Повисла неловкая тишина: слышится лишь тяжёлое дыхание, и шорох листьев. А на лицах дружинников растерянность. Совсем недавно я так же смотрел на оставшийся за спиной Посёлок. Тогда казалось — всё кончено, за Оградой человек жить не может. Теперь я знаю, что это враньё, а эти люди ещё не знают.
— Отпустите, — жалобно попросил Асланян. — Вы не понимаете, что натворили. Без меня Пасюков натворит бед.
— Это ты ни черта не понимаешь! — рявкнул Клыков. — О чём думал, когда связался с этой мразью? Пасюк тебя не трогал, пока я был в Посёлке! А сейчас за чью спину спрячешься? Ни ментов, ни армии — полный ноль! Ты и нам без надобности, иди, если думаешь, что тебя пустят за ворота. Скорее, шлёпнут, чтобы не мешался, а людям наврут, будто мы. Никому ты больше не интересен.

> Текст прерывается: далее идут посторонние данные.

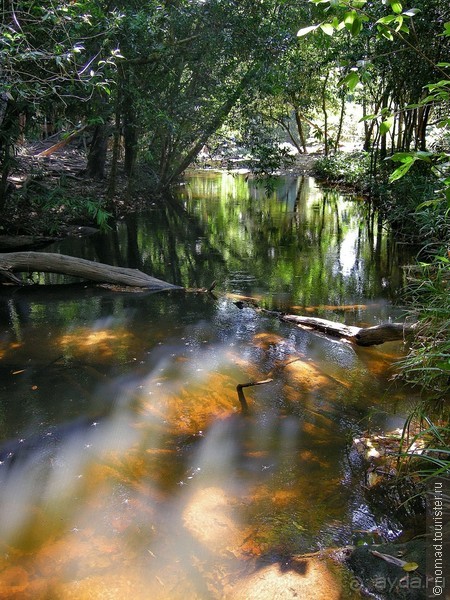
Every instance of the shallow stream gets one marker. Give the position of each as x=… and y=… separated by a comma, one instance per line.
x=127, y=470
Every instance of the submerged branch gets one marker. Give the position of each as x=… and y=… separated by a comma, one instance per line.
x=361, y=336
x=29, y=262
x=242, y=399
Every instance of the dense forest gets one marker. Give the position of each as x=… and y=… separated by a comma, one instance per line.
x=131, y=95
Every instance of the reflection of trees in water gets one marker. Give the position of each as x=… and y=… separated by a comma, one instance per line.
x=293, y=241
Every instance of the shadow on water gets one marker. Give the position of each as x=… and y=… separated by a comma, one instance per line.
x=126, y=465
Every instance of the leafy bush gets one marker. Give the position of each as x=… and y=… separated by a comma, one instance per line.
x=55, y=208
x=428, y=361
x=349, y=168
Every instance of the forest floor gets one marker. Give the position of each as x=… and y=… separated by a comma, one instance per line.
x=49, y=192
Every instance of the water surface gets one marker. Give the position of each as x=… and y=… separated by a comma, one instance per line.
x=128, y=469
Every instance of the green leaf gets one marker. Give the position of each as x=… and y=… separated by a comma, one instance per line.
x=327, y=28
x=305, y=30
x=401, y=171
x=386, y=125
x=368, y=118
x=356, y=27
x=396, y=6
x=351, y=80
x=387, y=19
x=349, y=18
x=410, y=567
x=411, y=12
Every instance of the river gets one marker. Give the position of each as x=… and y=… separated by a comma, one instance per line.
x=127, y=469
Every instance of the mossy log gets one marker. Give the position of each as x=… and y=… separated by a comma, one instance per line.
x=362, y=336
x=42, y=262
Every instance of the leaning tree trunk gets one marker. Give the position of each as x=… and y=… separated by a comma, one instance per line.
x=362, y=336
x=97, y=152
x=30, y=262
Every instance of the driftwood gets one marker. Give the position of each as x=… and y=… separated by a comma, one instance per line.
x=30, y=262
x=362, y=336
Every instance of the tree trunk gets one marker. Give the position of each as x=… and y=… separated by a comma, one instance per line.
x=325, y=114
x=97, y=152
x=116, y=144
x=362, y=336
x=30, y=262
x=216, y=121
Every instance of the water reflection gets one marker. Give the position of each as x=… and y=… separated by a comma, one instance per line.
x=130, y=468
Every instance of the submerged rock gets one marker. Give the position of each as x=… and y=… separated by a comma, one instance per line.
x=378, y=576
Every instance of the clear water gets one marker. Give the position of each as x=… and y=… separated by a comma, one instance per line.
x=128, y=470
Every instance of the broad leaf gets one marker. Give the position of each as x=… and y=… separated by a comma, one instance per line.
x=305, y=30
x=327, y=28
x=386, y=125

— А как же Ограда? — зашептал Асланян. — Что же ты наделал, Клыков. Давай вернёмся вместе… ты должен охранять Посёлок! Ты обязан…
— Дурак, — сказал Клыков.
— Что об этом думать, — сказал я. — Теперь там рулит Пасюков, пусть и охраняет. А у нас полно других проблем.
— А ты, Олегжка, молодец, — похвалила Ольга. — Здорово разыграл там, на площади. Даже я поверила, что ты Степана, того…

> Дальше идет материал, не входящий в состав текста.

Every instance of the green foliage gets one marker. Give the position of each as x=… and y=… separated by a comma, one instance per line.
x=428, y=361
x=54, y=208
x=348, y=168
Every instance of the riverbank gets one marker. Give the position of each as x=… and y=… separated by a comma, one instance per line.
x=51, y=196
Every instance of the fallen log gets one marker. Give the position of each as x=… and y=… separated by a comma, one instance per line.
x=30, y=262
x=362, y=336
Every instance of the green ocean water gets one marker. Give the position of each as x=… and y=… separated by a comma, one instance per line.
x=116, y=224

— Да уж, — ухмыльнулся Белов, — я тоже, грешным делом, решил, пока ты про сапоги не стал ныть. Кстати, возвращай мою обувь.
— Да ладно, возьми, — я не стал объяснять, что до последнего сомневался. Не верилось, что у меня получится. Честно, всё само вышло; разве такое спланируешь? Каждый надеялся, что у него будет шанс переиграть ситуацию в свою пользу. И вооружённые дружинники оказались кстати: тоже, ведь, к чему-то готовились, и Ольга с Ренатом пришли, и Клыков сумел раздобыть пулемёт… Нет, возможности спланировать такое у меня не было, но если думают, что я замыслил этот финт загодя, пусть так и будет.

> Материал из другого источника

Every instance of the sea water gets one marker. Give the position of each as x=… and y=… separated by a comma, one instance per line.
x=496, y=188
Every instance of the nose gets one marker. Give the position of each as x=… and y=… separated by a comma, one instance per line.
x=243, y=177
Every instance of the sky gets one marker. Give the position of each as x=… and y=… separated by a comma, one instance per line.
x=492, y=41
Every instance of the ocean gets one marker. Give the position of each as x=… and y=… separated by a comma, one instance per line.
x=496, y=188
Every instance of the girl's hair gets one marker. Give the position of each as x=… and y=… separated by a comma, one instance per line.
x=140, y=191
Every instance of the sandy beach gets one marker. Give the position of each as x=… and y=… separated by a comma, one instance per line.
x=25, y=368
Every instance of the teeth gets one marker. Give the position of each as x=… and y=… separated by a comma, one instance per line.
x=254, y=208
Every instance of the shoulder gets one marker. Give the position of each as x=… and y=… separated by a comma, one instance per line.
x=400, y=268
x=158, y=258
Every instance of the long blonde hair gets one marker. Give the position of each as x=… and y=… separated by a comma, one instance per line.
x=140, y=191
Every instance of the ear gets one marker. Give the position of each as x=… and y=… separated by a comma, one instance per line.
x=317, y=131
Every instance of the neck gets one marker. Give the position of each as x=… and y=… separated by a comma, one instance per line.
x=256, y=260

Я вздохнул, и обул свои отвратительно-мокрые и холодные сапоги. После того, как Степан залез в них грязными ногами, они стали грязными и скользкими ещё и изнутри.
— Что дальше? — спросил Степан.
Я не сразу понял, что это он ко мне обратился. Так получилось, я здесь единственный, кто хоть немного знает лес, мне и командовать. Ох… ну, ладно.
— Проще простого, — беспечно сказал я. — Плёвое дело, вообще-то. Пойдём в Ударник, там наши, а главное — там оружие. А после уж — к эшелону!